Welcome to Leviathan Wakes: Book One in the Expansion Series.
James S. A. Corey is the pen name for Daniel Abraham who wrote the fantasy series The Long Price Quartet, starting with A Shadow in Summer.
Which I enjoyed.
So, I had expectations.
In Leviathan Wakes, two main protagonists form the structure of the story. The first is Detective Miller who works for the Earth company Star Helix Security on Ceres station built on a large astroid deep in the Astroid Belt.
Detective Miller is a Belter who is a cynic and a nihilist and doesn’t have faith in the moral judgement of others. Control of information is how you get others to do what you want and he doesn’t trust anyone else to decide what needs to be done. His current partner is an Earther who is not well received by those of Ceres and he struggles to understand why he is not accepted among them. Living in the Belt creates humans with different mind sets and tension develops between the “Inner Ring” of Mars and Earth and those whose lives have never touched ground or breathed natural air and live in the “Outer Planets.”
Jim Holden is XO on the Canterbury who watches his ship, a civilian ice hauler, blown up when he takes a team to investigate a mayday signal from a stranded ship Scopuli. It’s a setup. Furious, he believes that people should be given the truth and trusts mankind to do the right thing.
So, he broadcasts on full power, “My name is James Holden, and my ship the Canterbury was just destroyed by a warship using stealth technology and what appear to be parts stamped with Martian navy serial numbers. Data stream to follow.”
And starts an interplanetary war.
At first Mars is suspected of engineering a war they most likely can win. But the answer isn’t that simple as big private corporations become involved along with Earth’s daunting military.
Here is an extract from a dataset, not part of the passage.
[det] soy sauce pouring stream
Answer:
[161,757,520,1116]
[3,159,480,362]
Events turn strange when Eros station becomes infected with an alien pronto virus and the stakes for humanity escalate as the virus mutates human biomass into different alien forms.
Full of action with interesting characters, I couldn’t put it down. My expectations were met, and exceeded. Along with an interesting mystery story, a bit of romance, some dramatic space fights, threatening aliens, Corey investigates how much and what kinds of information are safe to share.
Which was good since the Northwest was under siege from a massive snowstorm, and I had nothing to distract me and nowhere I could go. I curled up and just enjoyed the story.
Opposite from Scalzi, (see previous blog) Corey’s acknowledgement is a short third of a page and uses first names only when he thanks his New Mexico Critical Mass writers group. It is in an author interview provided later that you realize the George mentioned is George R. R. Martin and the Walter is Walter Jon Williams. The group is more like the science fiction writers’ mafia.
The idea of a writers group is one the fledgling author should consider. Being in a writers group has benefitted me immensely, and while we are yet to be powerhouse names, their ideas and suggestions have been invaluable. A thoughtful and supportive group is an asset to any writer and I recommend joining one.
Also in the interview, the questioner asks Corey how much research did he do on the technical side of things, and how important was it to be realistic and accurate. This is a dilemma most space opera stories have to face. The science has to be believable, but it shouldn’t get in the way of the story. Corey calls it the “working man’s science fiction.” In fact when asked how the Epstein drive works, he answers, “Very well.” And leaves it at that.
It’s a tricky rope to walk when writing about possible future technologies and science. I agree with Corey, that the story is the thing and the science and technology should be believable enough not to interrupt the story.
Because after all, science and technology constantly change. What may seem impossible today, may be probable tomorrow.